Log-Based Architecture for Distributed Systems & Running Postgres at Scale


Details
Schedule:
6:00 - Doors & Food
6:30 - Talk 1
7:15 - Talk 2
8:00 - Wrap & Chat
Talk 1:Polylog: A Log-Based Architecture for Distributed Systems
Speaker:
Morrigan Jones, Principal Engineer @ JW Player, working on data streams and architecture;
Eric Weaver, Software Engineer @ JW Player, focused on productionizing machine learning algorithms
Abstract:
JW Player is the world's largest network-independent video platform representing over 5 percent of global internet video.
The talk will focus on a log-based architecture ("The Polylog") we've developed to handle data change capture in order to easily build new services and databases based on other service's full datasets. Some of the tools we'll cover include Debezium for database change capture, Kafka for storing the logs, and the Denormalizer, which is an in-house tool we built to do left joins on streams.

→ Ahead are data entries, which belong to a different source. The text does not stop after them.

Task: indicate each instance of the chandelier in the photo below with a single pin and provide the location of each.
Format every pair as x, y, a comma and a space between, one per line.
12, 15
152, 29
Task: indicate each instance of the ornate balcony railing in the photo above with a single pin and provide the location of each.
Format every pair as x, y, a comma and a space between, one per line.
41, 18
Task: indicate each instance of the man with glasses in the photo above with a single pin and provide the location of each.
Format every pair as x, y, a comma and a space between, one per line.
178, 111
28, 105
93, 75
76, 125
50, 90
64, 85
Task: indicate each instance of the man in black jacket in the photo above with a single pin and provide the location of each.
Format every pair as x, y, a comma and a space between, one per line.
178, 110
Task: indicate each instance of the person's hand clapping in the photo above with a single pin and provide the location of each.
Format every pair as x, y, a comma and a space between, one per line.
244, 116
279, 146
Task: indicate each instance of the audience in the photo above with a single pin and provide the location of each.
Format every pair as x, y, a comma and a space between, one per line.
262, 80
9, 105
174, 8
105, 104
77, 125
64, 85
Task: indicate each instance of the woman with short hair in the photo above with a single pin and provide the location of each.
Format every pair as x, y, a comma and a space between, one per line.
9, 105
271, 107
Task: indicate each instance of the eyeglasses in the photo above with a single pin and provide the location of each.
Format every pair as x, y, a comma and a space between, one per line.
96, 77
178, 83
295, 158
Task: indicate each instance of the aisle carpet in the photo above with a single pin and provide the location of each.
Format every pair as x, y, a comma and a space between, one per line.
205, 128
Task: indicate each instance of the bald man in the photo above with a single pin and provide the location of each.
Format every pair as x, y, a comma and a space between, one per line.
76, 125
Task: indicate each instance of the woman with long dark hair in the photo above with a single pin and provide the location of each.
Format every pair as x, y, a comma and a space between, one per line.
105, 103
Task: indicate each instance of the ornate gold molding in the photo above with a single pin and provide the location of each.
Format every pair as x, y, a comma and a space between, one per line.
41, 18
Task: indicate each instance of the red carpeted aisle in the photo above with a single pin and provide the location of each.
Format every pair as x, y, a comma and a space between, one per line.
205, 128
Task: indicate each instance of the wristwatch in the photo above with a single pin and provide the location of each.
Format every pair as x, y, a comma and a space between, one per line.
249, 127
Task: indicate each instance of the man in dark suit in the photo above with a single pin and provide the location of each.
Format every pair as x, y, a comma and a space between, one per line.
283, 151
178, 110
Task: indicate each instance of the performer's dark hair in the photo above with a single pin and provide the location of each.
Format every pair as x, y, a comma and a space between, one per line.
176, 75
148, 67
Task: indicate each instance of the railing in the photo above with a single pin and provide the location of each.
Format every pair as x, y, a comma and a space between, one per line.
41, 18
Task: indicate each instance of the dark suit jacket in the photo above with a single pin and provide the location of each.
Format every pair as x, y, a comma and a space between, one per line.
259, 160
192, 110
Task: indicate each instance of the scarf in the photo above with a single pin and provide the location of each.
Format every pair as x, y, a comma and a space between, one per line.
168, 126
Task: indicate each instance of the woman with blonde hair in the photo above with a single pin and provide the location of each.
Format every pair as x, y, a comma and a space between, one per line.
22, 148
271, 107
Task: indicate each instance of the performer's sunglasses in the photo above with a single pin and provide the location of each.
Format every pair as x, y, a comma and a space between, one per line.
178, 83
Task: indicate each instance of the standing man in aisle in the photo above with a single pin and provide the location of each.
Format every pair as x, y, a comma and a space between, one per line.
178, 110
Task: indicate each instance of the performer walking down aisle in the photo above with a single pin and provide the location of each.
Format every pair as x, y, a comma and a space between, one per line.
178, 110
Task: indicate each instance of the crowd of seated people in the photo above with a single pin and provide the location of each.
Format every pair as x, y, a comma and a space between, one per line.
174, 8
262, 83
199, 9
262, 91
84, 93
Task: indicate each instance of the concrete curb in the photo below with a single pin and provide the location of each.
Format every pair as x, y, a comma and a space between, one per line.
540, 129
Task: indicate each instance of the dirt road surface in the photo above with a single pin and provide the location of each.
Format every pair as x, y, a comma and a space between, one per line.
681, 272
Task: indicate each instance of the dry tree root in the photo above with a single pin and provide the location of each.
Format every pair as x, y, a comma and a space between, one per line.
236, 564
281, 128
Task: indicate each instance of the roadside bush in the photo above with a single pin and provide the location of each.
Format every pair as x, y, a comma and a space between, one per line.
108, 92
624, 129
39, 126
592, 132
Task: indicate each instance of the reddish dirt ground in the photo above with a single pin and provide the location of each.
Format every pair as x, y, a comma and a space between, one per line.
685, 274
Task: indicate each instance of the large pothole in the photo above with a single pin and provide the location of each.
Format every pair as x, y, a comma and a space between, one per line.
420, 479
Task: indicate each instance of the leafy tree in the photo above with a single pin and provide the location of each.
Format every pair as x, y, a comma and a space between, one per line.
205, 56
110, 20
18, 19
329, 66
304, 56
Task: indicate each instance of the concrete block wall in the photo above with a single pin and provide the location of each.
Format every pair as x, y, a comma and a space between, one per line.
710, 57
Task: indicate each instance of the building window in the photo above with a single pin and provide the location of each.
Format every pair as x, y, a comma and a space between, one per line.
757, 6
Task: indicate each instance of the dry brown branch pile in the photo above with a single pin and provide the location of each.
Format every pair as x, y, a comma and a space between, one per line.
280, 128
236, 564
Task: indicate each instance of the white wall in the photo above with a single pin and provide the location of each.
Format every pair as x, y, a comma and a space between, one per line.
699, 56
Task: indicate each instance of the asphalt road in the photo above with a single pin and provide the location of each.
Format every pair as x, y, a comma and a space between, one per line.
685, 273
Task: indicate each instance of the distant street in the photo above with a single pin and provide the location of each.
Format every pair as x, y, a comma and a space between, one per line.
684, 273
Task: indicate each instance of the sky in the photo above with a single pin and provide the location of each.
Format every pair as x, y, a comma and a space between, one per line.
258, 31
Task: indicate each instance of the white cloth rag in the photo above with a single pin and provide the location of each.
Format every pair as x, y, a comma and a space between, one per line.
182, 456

Potential use cases of the Polylog include:
- Using logs as a primary datastore
- Syncing upstream databases with document stores like Elasticsearch
- Database migrations for breaking up monoliths
- Denormalizing records across topics in a streaming fashion
- Monitoring data changes
- Disaster recovery and fault tolerance
Talk 2: Cloud Architecture Patterns: Running Postgres at Scale (when RDS won’t do what you need)
Speaker:
Corey Huinker, Database Consultant @ Paribus Co. & President @ Corlogic
Abstract:
One of the most vexing problems in the ad-tech world is measuring viewability. The amount of data involved can be overwhelming, as are the strategies for presenting that data to customers.
This talk covers the strategies employed by a prominent ad-tech company to collect, anonymize, and categorize that data, and to generate real-time reports for customers that could span months while including up-to-the-minute data. It also covers the strategies used to store that data, either in PostgreSQL itself or accessed via foreign data wrappers to S3, Vertica, and custom in-memory datastores.
This talk highlights the flexibility of PostgreSQL inside an AWS EC2 environment for solving a wide range of data problems including receiving 50 billion events per day, loading 500 million wide rows (over 100 columns) of summary data into multiple data systems, and unifying results from relational an non-relational systems.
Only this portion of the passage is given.